If you want to make an argument against corporations, make it about size and streamlining. Just like nature, a free-market can't exist when an part of that system(species) gets so large that it interferes negatively with the whole system. There is nothing inherently wrong with capping the size of a corporation - in fact it's better that we do it early. On the corporation level, sure, a narrative exists that says they'll "lose" money. However in the larger system, that money is still at play within the market. In fact, by forcing corporations to spin off and splinter, that money will change hands more often and stay in the market longer. Smaller organizations will be better able to compete on the merits of the product or service, rather than trying to sneak gold from dragons protecting their hoard.

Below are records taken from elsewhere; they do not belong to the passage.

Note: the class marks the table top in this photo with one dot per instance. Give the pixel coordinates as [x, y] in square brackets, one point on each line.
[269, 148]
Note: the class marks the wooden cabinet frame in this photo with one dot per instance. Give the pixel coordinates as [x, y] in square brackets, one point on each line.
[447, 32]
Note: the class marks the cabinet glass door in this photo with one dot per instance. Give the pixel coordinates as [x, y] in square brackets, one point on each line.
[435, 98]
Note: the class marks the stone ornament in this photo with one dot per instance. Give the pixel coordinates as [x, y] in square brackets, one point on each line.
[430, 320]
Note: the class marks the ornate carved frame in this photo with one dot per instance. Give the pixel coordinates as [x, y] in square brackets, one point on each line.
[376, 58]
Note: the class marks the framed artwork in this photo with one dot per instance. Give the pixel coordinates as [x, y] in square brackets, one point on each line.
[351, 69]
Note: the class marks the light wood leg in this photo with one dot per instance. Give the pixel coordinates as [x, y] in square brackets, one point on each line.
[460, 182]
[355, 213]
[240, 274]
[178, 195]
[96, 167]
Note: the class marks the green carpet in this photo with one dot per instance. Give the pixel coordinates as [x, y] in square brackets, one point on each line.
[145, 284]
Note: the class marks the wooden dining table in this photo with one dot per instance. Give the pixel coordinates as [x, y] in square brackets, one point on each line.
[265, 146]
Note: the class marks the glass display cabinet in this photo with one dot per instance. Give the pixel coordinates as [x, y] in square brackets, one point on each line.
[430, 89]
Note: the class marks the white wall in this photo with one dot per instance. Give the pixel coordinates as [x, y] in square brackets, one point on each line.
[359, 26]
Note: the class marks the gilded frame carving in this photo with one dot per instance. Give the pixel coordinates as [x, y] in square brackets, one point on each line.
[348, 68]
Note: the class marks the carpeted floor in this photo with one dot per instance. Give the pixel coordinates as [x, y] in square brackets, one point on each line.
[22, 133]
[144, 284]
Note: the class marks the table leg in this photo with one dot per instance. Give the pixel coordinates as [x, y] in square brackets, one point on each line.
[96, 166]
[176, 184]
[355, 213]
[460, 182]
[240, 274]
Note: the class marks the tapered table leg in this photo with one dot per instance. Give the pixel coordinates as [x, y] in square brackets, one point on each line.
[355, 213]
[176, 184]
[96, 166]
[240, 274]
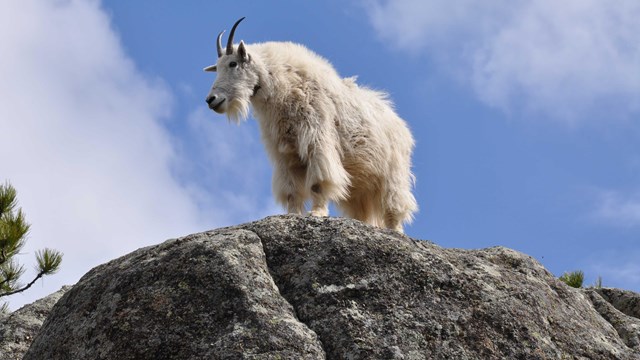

Streamlining is also problematic to a free-market "naturalistic" system. In nature, an organization (say, an ant colony) need individuals for task completion. While I understand why the poor overworked queen may appreciate having a robot to bring her food and do the housecleaning, unfortunately that throws the whole system off and displaces a bunch of hungry, and now angry, ants. While a few of them might find work building robots, the rest are despondent and prone to misadventure and/or tragedy. (And at least a couple are plotting against the queen)
Sure the queen need not produce so many workers, and so she may not be in danger from her once-loyal minions, but corporations do not have the ability control the population, only reduce the amount of the population needed. Guess what? There's a lot of hungry and angry ants roaming about.
Corporations today are getting bigger while using less people (who cost less now, oversupply), and because of their size and natural tendencies they make it harder for new businesses to flourish - even with a labor market that is artificially depressed by automation.
I don't know if it'll fix the problem for sure, but capping size and taxing automation at a rate equal to what an individual doing that job would pay to the State seems like a good start to limiting corporate power, increasing jobs, and getting us closer to a true free-market system.